The floors were wood as was the frame of the old-fashioned display case which was filled with beautiful cakes, cupcakes and delectable-looking cookies, this topped with mismatching but very cool covered cake stands and glass cookie jars. There were battered wooden counters on either side of the display case that also held cookie jars and cake stands and there were shelves on the wall behind the case and counters with even more. Two big blackboards were on the walls on either side of the shelves with the day’s ever-changing goodies scrolled artfully on them in lavender and blue chalk, hibiscus and hummingbirds decorating the corners.
There were tables out front if you wanted to hang and eat your treats, these again all wood, again all mismatched the only thing each of the chairs shared was being wide seated, sturdy and comfortable. Each table was topped with a tiny steel bucket with a poofy display of flowers and there was a much bigger bucket filled with a spray of them on one of the counters. These were rotated twice a week by a local florist who gave me a killer discount because I had a small sign that advertised they were hers.
I served coffee, tea and different flavored milk but no espresso drinks because my place was about baked goods, not coffee drinks and I wanted the hum of the place not to include the blast of steam every five seconds nor the look of it marred by a behemoth espresso machine. I also didn’t want my kids spending their time sweating over making lattes; I wanted them to spend their time selling cakes.

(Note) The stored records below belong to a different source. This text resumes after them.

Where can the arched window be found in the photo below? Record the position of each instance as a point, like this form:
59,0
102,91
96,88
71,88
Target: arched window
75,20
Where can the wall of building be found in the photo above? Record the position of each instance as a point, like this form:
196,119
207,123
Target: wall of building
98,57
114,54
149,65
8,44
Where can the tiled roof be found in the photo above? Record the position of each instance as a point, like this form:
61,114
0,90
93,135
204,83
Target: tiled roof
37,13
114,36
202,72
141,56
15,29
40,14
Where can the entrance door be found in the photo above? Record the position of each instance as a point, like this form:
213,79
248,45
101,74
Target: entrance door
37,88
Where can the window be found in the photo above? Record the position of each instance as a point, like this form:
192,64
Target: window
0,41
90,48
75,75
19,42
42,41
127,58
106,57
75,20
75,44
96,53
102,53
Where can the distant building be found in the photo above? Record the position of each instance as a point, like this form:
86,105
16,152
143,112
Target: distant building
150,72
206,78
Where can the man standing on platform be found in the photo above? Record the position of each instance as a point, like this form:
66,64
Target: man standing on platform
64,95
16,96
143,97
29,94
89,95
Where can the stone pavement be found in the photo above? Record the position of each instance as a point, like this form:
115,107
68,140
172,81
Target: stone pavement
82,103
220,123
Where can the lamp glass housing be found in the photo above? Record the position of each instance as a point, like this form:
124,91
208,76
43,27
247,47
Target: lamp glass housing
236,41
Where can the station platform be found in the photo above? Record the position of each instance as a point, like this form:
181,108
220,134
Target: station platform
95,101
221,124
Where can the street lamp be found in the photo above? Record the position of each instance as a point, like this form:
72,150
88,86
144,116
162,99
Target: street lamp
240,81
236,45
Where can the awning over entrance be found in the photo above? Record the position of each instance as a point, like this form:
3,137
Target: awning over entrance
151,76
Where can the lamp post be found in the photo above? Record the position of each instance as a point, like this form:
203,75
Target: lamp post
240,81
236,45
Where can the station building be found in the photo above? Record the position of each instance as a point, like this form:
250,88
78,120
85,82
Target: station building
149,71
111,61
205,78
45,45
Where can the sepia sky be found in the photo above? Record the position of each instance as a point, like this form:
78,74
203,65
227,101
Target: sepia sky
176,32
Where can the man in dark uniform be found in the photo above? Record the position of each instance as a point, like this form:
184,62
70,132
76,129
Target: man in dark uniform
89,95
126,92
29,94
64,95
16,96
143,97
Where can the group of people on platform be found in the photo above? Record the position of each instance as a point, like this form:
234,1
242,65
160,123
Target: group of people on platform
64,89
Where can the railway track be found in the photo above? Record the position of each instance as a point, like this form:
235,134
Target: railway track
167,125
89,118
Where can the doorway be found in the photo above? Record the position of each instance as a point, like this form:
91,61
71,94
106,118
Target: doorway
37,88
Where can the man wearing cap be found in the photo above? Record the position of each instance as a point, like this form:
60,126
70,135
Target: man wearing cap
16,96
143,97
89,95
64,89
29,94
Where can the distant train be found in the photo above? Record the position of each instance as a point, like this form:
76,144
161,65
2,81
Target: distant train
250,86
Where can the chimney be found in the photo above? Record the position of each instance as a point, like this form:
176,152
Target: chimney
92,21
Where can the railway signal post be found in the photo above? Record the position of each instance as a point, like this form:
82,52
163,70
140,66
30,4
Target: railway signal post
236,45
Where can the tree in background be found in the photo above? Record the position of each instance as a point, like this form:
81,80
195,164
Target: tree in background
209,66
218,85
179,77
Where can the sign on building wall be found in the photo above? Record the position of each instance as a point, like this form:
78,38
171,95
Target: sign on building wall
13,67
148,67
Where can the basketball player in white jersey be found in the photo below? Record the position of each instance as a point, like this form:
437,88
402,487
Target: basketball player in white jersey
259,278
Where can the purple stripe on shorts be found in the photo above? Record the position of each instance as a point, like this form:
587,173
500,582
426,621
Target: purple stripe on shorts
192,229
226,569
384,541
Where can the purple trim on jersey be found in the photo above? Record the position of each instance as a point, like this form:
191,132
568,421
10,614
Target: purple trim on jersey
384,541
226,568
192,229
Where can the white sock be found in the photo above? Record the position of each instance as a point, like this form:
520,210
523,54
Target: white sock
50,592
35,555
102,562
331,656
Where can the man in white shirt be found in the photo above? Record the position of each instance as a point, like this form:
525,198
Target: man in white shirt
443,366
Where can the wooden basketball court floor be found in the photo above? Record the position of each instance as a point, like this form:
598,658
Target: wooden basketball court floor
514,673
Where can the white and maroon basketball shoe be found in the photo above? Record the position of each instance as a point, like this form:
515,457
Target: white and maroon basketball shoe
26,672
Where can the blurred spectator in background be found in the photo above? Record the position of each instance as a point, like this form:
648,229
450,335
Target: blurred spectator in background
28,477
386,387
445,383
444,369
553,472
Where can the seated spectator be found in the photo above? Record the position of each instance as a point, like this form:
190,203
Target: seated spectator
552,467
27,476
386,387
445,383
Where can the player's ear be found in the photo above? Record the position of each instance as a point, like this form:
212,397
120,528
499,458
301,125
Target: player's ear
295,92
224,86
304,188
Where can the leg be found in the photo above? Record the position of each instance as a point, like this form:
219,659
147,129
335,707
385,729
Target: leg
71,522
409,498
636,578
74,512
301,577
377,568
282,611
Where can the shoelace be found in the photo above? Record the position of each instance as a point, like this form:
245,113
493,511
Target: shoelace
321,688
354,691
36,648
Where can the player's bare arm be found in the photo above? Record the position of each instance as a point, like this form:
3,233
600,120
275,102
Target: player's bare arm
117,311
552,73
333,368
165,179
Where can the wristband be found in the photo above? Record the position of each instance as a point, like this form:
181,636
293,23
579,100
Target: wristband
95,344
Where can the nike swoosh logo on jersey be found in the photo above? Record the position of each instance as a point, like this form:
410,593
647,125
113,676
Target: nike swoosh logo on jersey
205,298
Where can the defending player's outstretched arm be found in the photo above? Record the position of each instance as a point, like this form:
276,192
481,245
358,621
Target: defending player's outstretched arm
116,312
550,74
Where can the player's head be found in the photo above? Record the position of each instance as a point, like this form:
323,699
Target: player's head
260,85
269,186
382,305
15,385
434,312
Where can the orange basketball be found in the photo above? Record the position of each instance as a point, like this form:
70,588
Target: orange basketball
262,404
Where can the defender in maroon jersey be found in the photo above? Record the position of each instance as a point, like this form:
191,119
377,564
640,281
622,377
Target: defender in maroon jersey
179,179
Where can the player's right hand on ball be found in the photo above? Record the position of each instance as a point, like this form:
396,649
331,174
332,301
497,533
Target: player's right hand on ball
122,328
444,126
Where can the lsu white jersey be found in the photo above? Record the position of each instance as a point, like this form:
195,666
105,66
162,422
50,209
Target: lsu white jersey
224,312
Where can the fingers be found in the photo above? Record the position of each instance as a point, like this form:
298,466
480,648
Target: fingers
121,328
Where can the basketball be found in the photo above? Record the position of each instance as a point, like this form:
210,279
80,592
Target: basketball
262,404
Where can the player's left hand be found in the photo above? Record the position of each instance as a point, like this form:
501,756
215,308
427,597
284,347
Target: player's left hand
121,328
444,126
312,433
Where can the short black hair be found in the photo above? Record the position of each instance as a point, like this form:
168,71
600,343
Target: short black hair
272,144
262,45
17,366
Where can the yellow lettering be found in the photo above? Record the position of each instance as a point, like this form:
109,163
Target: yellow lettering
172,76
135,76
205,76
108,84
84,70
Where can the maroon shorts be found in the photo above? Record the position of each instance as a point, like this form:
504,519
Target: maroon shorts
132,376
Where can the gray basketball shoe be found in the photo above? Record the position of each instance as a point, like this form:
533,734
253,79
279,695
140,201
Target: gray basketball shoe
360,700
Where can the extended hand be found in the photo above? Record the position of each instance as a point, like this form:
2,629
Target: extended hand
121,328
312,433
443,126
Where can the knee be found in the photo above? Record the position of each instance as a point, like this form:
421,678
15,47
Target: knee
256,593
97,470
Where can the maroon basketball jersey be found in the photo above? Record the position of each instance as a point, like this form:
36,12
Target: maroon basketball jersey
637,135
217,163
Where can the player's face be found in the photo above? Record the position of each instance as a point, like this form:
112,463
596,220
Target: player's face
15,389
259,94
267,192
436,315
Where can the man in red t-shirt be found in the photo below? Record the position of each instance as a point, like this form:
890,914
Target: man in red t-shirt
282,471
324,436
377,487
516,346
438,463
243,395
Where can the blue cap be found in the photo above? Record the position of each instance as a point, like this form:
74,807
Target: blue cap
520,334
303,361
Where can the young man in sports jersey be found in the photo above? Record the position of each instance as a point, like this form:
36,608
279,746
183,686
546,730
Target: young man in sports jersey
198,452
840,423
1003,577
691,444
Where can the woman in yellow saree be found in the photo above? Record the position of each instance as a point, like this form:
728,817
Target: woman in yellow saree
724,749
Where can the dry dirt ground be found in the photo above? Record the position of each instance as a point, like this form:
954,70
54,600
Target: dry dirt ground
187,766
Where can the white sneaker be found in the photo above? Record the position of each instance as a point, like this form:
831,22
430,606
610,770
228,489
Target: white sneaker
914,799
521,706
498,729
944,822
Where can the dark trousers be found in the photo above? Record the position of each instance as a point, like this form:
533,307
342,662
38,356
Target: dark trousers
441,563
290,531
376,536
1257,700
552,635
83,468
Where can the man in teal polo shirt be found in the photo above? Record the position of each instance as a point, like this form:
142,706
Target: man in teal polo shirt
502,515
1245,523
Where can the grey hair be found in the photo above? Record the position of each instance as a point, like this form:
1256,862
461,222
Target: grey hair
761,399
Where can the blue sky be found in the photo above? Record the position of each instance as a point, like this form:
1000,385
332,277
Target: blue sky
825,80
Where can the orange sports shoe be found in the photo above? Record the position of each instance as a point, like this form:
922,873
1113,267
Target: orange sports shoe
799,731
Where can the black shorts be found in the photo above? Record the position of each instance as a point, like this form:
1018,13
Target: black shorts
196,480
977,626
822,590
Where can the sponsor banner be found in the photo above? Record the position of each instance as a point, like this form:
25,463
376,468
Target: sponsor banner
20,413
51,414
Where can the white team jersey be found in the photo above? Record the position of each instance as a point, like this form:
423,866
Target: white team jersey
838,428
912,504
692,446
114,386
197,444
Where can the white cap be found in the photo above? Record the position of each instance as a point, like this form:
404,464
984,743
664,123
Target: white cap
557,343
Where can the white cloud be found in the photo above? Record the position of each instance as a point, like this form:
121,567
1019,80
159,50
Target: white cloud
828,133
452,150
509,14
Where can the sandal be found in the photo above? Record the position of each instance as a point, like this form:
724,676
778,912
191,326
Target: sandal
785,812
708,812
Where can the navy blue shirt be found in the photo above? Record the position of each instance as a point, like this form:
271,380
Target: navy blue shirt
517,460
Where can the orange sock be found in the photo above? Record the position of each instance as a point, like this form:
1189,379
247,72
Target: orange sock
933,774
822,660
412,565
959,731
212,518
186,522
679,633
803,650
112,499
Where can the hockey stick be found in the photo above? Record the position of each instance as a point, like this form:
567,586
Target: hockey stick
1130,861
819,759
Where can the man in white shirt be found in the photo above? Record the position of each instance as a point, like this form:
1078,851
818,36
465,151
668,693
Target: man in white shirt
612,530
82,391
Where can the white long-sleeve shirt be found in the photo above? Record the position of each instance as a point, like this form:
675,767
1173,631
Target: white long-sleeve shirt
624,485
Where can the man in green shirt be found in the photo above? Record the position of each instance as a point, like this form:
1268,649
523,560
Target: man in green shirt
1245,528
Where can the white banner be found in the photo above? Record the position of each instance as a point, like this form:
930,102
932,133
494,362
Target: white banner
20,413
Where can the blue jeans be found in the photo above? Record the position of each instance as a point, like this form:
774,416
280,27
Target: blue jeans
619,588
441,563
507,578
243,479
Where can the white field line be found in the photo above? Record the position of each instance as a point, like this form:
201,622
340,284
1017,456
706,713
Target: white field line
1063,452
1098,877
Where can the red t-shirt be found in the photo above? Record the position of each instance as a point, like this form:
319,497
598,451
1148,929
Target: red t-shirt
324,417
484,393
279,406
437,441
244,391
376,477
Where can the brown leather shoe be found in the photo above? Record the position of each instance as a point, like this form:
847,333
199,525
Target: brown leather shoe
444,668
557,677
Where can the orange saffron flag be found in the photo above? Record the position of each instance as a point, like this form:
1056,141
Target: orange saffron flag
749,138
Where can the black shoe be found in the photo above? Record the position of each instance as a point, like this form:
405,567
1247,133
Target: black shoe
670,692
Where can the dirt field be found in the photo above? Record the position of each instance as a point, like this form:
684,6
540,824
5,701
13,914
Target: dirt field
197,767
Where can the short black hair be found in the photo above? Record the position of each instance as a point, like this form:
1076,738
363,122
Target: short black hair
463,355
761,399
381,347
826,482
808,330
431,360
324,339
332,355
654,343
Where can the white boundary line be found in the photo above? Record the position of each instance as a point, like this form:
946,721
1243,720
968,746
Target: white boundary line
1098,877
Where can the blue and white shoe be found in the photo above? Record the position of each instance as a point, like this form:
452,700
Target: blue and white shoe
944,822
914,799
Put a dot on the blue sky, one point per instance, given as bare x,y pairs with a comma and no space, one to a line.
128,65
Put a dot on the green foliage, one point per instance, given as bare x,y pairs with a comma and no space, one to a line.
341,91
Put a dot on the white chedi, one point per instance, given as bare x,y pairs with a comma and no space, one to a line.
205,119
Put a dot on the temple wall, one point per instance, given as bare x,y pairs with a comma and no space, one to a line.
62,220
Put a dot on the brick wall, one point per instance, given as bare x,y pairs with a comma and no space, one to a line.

As Brock was dealing with a dead person and this, in my mind, required cake to expunge any residual mental unpleasantness, I headed to the stacks of flat-packed boxes (piled alternate blue and lavender, all with my Tessa’s Cakes logo stamped on top). I grabbed a six cupcake one, folded it, selected some treats for Brock then closed it and tied it with bakery string (again, two colors, blue on lavender, which was what I had, then there was lavender string for the blue boxes).